Friday, December 5, 2014

Questions, Always with the Questions

 In recent years, you've grown fond of asking students, clients, and, of course yourself, a list of questions about a story in progress.  Among these questions, Whose story is it?  The answer is sometimes surprising.  You put yourself on that last train, the one everyone rushes to catch, wherein there is only standing room.  You, too, start out thinking the story is about Fred, but it turns out to be Jake, instead, or even Millie.

If you were to let it do so, the effect could humble you, but you've had you fill, dealing with humble writers as well as arrogant ones, once again including yourself.  Best for a writer to be sad or angry or eager or pessimistic, but not humble or arrogant.  Your take on this matter is that a reader, experiencing a story from an arrogant writer or a humble one will sense the elephant hidden under the first chapter, which is to say the pretense and cover-up for the writer letting the world know the writer is on the job, a true artist.  

The next question you like to ask is one that removes much of the potential for wiggle-room and show-off behavior:  What is the story about?  Once again, you join the hoard of passengers, rushing to catch the last train out.  How often do you gloss over your answer?  Dorothy wants to get back to Kansas in The Wizard of Oz..  

The entire front-line dramatis personae of The Maltese Falcon want to find the fabled bird, encrusted with rare jewels and minerals.  Close enough to get you by many an examination, but not insightful enough to satisfy the longing to get at the roots of the craft you've been trying to master nearly as long as you've been driving an automobile.

Of course, Dorothy wants to get back to Kansas.  She's all alone, except for her dog.  She's living with her aunt and uncle; we don't know what happened to her parents.  This cyclone that has transported her to the alternate universe of Oz is probably not a real cyclone so much as it is a dream, a powerful, focused wish-fulfillment vision of a real home, a real place, governed by the forces of magic, which control the physical elements, take sides, and represent the darker inner forces of the human species.

Ditto on the of course aspects of the likes of Caspar Gutman, Joel Cairo, and Bridig Shaugnessey as they pursue to goal of riches beyond measure.  The setting of The Maltese Falcon falls close upon the big burst of the Roaring Twenties, as explosive as the German dirigible, The Hindinburgh, ready to shatter into The Great Depression.  
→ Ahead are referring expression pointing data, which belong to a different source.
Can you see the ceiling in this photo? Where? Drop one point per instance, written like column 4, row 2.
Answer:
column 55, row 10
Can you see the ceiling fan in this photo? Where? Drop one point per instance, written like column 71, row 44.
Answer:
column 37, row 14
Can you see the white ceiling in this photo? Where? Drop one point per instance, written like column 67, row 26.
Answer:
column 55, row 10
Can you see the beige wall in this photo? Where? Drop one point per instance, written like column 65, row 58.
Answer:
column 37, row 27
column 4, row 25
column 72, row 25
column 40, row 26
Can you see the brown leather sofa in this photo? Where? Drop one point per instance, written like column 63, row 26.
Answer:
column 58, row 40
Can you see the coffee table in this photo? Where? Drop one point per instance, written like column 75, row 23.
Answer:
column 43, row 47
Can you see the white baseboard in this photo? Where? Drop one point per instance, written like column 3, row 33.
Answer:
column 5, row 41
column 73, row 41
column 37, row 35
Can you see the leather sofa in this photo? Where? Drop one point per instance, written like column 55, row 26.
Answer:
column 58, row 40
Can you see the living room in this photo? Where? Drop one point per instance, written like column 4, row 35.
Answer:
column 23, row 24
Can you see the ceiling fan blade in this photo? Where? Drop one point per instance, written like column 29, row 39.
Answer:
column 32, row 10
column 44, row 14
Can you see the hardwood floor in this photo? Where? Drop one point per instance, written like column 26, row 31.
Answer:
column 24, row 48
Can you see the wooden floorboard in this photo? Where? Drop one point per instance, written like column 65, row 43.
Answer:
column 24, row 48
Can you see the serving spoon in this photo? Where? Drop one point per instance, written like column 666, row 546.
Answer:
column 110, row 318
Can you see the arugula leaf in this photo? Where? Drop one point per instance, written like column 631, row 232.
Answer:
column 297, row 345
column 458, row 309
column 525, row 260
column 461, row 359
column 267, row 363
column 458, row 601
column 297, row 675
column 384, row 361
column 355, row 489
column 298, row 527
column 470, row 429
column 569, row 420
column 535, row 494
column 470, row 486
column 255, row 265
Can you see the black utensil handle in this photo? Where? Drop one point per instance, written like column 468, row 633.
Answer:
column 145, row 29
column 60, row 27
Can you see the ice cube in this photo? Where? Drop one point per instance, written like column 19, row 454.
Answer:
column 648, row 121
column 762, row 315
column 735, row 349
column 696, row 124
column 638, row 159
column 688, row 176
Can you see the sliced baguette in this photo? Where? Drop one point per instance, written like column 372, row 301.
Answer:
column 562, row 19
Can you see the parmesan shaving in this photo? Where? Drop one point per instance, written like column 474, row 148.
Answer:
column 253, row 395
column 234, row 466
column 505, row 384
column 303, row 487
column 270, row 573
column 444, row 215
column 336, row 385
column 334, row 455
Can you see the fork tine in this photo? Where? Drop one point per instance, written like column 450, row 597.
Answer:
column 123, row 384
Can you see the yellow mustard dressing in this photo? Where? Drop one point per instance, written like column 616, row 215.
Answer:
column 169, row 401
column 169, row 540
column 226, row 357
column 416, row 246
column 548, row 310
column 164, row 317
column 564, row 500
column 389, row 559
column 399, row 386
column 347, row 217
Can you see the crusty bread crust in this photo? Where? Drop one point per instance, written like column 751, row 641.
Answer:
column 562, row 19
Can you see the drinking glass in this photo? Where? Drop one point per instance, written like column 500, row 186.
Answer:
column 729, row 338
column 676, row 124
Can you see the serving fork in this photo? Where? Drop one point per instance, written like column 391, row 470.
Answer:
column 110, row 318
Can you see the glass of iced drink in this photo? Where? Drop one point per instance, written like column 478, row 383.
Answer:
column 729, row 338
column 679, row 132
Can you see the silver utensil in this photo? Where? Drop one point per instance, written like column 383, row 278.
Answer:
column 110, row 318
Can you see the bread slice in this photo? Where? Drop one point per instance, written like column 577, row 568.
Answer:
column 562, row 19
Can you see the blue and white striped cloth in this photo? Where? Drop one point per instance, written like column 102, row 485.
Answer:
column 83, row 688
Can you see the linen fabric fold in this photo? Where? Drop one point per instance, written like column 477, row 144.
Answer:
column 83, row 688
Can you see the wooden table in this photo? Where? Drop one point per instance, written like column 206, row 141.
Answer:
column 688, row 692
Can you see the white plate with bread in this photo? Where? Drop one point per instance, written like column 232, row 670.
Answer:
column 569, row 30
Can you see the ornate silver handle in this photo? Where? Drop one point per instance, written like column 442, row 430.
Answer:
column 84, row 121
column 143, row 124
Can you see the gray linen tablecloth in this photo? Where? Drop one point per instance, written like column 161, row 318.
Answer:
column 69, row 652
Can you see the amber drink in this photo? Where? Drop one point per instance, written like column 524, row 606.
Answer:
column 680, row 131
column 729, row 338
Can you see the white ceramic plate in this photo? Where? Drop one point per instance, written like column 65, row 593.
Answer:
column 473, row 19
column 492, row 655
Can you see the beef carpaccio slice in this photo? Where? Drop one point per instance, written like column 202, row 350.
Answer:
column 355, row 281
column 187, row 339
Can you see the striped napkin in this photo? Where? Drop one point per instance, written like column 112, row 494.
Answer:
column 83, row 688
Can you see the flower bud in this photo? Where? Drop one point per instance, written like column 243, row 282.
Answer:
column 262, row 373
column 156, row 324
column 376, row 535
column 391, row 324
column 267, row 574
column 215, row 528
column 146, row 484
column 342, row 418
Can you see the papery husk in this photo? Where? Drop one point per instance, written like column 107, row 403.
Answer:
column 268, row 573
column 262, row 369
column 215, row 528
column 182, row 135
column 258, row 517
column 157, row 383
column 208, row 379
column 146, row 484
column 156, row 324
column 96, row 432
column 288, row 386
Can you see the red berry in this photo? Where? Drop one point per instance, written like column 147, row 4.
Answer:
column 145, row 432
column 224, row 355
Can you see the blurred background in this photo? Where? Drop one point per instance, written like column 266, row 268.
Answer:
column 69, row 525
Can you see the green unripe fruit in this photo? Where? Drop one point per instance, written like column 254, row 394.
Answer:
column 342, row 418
The falcon of the novel is illusion, a romanticized version of a winning lottery ticket, a transformative encounter that will provide wealth beyond dreams of avarice. Note the "beyond;" averse is too close to the actuality of persons pursuing a winning system, a notable discovery, an invention beyond the capacity to be invented.  Magic.  Again with the magic. 

The question, What is the story about? has a direct tie to another question, Who are you? by which is meant, What do you bring to the story?  In a forceful way, you cannot know what the story is about until you have some awareness of what you are bringing to it.  Do you bring the wish fulfillment of magic, or do you bring a hardscrabble attempt to wrest story and sustenance from the gritty, cold conglomerate of the politics of humanity?

Yes.  Many stories of magic and fantasy are about real individuals, wresting existential solutions from magical forces such as enchantments, lineages of entitlement and privilege, and a self-interest that would put the Plantagenet's to shame.  But many are the simple, straightforward attempts of mortals to pull an identity from the spells and curses of social class, politics, and evangelism.

You are pleased with yourself for being yet able to lose yourself in the story of magical landscape, where, if you are successful, you can find the same types of conflict and adventure you sought as a boy and have ever since been able to root out in the worlds of politics, economics, and anthropology you see teeming about you.

For you, the story is still about the return to the goals of those childhood, growing-up quests, which you now spell out as, among other things, the ability to make your living from words, your ability to translate the intent of words the way a botanist reads tree rings, a geologist reads mountain ranges and beachscapes that have not seen oceans for millennia, the way an astronomer reads the heavens, seeing in such things as black holes the sorts of things you might discover in a paragraph.

You are younger than it is safe for a man of your age to be, older than you ever imagined you would be when you were first confronting note books with stubs of number two Dixon Ticonderoga pencils, trying to isolate adventures and discoveries for what seemed to be endless miles of white pages, awaiting marks from you.